2021-03-06 16:43:47 Shipping News

While the Global shipping industry which is facing acute shortage of containers used in transport of goods in ships for the past one year, the indian industry broke a good news that it can manufacture them at 30 per cent less cost than the one manufactured in China, which currently enjoys a near monopoly in the international market.

We need to see how we can reduce the cost of production to compete globally

Currently, there is a cost difference of about 25-30 per cent in containers made in India and abroad. “We need to see how we can reduce the cost of production to compete globally, Chairman of the container corporation of India V Kalyana Rama  chairman and Managing director of CONCOR told a news conference.

He said Container Corporation of India (Concor) said it will no longer depend on China for its requirements for containers and will meet its need for around 8, 000 containers from domestic manufacturers.

As of now there is no manufacturing capability in India

“As of now, all containers are imported because there is no manufacturing capability in India. We want to push India as a manufacturing hub for containers… Our requirement is 8,000 containers every year for the next five years. This is enough to support the start of manufacturing in India.

Concor, which spends about  Rs 200 crore annually on procurement of containers, has already given a developmental order for 1,000 containers each to Bharat Heavy Electricals (BHEL) and Braithwaite & Co -- both public sector undertakings.

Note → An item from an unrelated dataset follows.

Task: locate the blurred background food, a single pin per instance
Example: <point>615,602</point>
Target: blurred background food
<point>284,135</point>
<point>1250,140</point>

Concor said it will soon issue tenders for the remaining 6,000 containers wherein only domestic firms will be able to participate as per certain government rules.

Two public sector companies BHEL and Braithwaiter are developing prototypes currently

He added that it is important that containers made in India are globally competitive as there is a huge demand for containers in the global market. The two public sector companies BHEL and Braithwaiter are developing prototypes currently and testing results should be out by April.